Alan Ambrose Posted January 1, 2023 Author Share Posted January 1, 2023 I just noticed that there's a good way to measure actual overall U factor / energy/degree day described here: https://forum.buildhub.org.uk/blogs/entry/965-update-on-energy-use-based-on-4-years-of-actuals/?tab=comments#comment-6148 See TerryE's post where he uses a regression of daily energy used vs. external temperature: Returning to the data, the strongest trend is shown by the external temp vs daily total power use scatter plot, which fits to P = 60 - 2.45T, that is each drop of 1 °C in average daily outside temperature requires an extra 2.45 kWh heating.

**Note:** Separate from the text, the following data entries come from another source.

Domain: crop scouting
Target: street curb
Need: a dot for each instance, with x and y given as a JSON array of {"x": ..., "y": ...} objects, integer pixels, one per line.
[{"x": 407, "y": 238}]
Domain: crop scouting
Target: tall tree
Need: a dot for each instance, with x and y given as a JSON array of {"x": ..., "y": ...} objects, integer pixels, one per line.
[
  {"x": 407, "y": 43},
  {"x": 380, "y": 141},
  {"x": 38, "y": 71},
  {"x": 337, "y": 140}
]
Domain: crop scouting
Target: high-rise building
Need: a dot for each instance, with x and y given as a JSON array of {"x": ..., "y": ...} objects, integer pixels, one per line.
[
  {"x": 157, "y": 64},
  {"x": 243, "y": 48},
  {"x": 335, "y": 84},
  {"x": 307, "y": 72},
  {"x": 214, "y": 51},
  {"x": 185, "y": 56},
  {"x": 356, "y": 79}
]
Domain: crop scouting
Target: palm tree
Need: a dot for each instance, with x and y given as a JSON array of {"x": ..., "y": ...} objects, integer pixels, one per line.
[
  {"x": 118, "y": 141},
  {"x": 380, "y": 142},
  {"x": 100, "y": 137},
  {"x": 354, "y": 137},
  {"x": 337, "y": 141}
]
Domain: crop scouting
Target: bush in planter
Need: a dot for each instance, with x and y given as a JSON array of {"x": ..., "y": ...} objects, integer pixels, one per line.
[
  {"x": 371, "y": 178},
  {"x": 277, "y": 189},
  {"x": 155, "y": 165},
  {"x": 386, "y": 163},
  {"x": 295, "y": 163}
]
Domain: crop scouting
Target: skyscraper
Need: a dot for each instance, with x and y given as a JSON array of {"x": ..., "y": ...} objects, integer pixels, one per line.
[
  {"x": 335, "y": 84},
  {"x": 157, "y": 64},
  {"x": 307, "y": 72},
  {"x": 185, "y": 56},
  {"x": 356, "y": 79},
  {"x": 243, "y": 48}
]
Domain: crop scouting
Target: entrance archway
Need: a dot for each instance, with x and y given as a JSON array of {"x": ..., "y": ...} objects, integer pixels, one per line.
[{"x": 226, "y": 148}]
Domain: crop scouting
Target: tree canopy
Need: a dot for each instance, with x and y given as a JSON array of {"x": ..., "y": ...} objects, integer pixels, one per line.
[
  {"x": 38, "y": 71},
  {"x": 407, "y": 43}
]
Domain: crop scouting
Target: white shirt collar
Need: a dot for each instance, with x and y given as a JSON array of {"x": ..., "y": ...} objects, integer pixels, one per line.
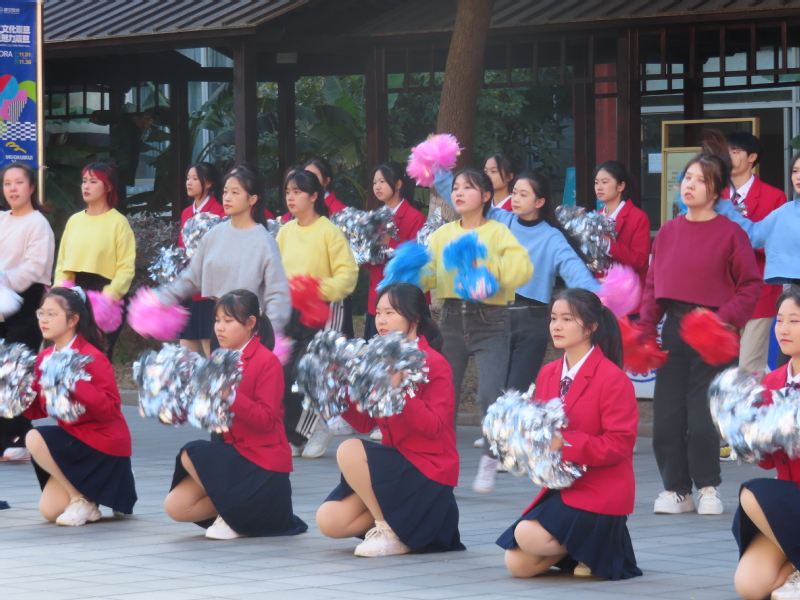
[{"x": 571, "y": 373}]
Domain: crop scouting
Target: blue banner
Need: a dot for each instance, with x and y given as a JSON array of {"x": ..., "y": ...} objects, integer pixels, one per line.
[{"x": 18, "y": 58}]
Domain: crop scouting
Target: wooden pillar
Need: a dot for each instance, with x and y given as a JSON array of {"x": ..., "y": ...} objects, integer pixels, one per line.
[{"x": 245, "y": 128}]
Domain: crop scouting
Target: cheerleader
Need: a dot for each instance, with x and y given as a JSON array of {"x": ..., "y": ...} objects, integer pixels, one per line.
[
  {"x": 27, "y": 246},
  {"x": 766, "y": 525},
  {"x": 240, "y": 487},
  {"x": 202, "y": 186},
  {"x": 398, "y": 495},
  {"x": 310, "y": 245},
  {"x": 583, "y": 527},
  {"x": 700, "y": 259},
  {"x": 98, "y": 250},
  {"x": 477, "y": 328},
  {"x": 84, "y": 463}
]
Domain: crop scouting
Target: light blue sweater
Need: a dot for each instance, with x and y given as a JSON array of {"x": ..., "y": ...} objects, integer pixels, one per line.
[
  {"x": 547, "y": 247},
  {"x": 778, "y": 234}
]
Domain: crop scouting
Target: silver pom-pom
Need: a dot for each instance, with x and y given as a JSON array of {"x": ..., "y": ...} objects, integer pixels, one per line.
[
  {"x": 520, "y": 432},
  {"x": 590, "y": 230},
  {"x": 196, "y": 227},
  {"x": 16, "y": 379},
  {"x": 163, "y": 379},
  {"x": 61, "y": 372},
  {"x": 432, "y": 224},
  {"x": 322, "y": 373},
  {"x": 371, "y": 374},
  {"x": 212, "y": 377}
]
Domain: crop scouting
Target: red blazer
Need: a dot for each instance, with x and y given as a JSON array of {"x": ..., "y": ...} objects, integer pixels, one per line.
[
  {"x": 409, "y": 221},
  {"x": 788, "y": 469},
  {"x": 257, "y": 430},
  {"x": 423, "y": 432},
  {"x": 761, "y": 200},
  {"x": 102, "y": 426},
  {"x": 603, "y": 421}
]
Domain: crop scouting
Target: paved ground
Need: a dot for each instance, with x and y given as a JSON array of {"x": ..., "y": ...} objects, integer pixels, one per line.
[{"x": 148, "y": 557}]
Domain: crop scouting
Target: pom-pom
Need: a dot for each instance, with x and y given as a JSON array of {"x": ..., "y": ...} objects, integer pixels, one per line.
[
  {"x": 211, "y": 379},
  {"x": 433, "y": 223},
  {"x": 520, "y": 433},
  {"x": 711, "y": 339},
  {"x": 16, "y": 379},
  {"x": 314, "y": 311},
  {"x": 406, "y": 265},
  {"x": 107, "y": 311},
  {"x": 372, "y": 374},
  {"x": 150, "y": 317},
  {"x": 590, "y": 230},
  {"x": 167, "y": 264},
  {"x": 61, "y": 372},
  {"x": 438, "y": 153},
  {"x": 471, "y": 282},
  {"x": 162, "y": 379},
  {"x": 621, "y": 290}
]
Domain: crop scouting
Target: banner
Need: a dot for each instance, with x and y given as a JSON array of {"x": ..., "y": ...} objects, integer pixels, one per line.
[{"x": 18, "y": 82}]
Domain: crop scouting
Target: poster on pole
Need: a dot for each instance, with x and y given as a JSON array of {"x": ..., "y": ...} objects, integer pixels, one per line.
[{"x": 19, "y": 139}]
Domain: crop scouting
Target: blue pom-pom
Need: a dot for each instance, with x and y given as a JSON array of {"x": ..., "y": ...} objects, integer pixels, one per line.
[{"x": 406, "y": 265}]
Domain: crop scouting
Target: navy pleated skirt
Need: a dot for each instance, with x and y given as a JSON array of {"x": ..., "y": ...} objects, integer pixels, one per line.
[
  {"x": 780, "y": 501},
  {"x": 102, "y": 478},
  {"x": 422, "y": 512},
  {"x": 253, "y": 501},
  {"x": 601, "y": 542}
]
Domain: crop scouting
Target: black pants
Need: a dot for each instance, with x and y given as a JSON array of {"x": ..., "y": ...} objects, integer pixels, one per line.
[
  {"x": 685, "y": 440},
  {"x": 21, "y": 328}
]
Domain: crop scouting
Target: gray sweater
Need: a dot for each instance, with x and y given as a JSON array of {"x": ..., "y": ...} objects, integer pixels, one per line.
[{"x": 228, "y": 259}]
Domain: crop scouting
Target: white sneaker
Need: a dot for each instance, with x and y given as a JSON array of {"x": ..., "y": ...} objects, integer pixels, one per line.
[
  {"x": 672, "y": 503},
  {"x": 487, "y": 473},
  {"x": 381, "y": 541},
  {"x": 318, "y": 443},
  {"x": 220, "y": 530},
  {"x": 709, "y": 502},
  {"x": 789, "y": 590},
  {"x": 79, "y": 511}
]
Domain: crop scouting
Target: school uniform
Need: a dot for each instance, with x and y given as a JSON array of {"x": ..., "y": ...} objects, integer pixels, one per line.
[
  {"x": 247, "y": 476},
  {"x": 94, "y": 451},
  {"x": 778, "y": 498},
  {"x": 590, "y": 516},
  {"x": 415, "y": 468}
]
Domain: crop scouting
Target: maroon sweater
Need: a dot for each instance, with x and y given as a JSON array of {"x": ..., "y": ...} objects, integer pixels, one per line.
[{"x": 708, "y": 263}]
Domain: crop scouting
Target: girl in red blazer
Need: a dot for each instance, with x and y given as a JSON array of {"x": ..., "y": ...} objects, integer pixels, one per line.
[
  {"x": 767, "y": 523},
  {"x": 399, "y": 495},
  {"x": 86, "y": 462},
  {"x": 393, "y": 187},
  {"x": 203, "y": 187},
  {"x": 240, "y": 487},
  {"x": 583, "y": 527}
]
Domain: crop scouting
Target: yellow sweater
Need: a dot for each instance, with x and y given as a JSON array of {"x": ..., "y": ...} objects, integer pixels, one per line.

I also checked this against my pre-build design calcs which predicted 1.92 kWh, i.e. the as-built house performs about 25-30% worse than as-designed. 1 Link to comment Share on other sites More sharing options...
SteamyTea Posted January 1, 2023 Share Posted January 1, 2023 40 minutes ago, Alan Ambrose said: I just noticed that there's a good way to measure actual overall U factor / energy/degree day described here: It does rely on data collection, which everyone should be doing anyway. It does amaze me that people will spend £100+ on smart light builds, but are unwilling to spend half that on energy monitoring. 2 Link to comment Share on other sites More sharing options...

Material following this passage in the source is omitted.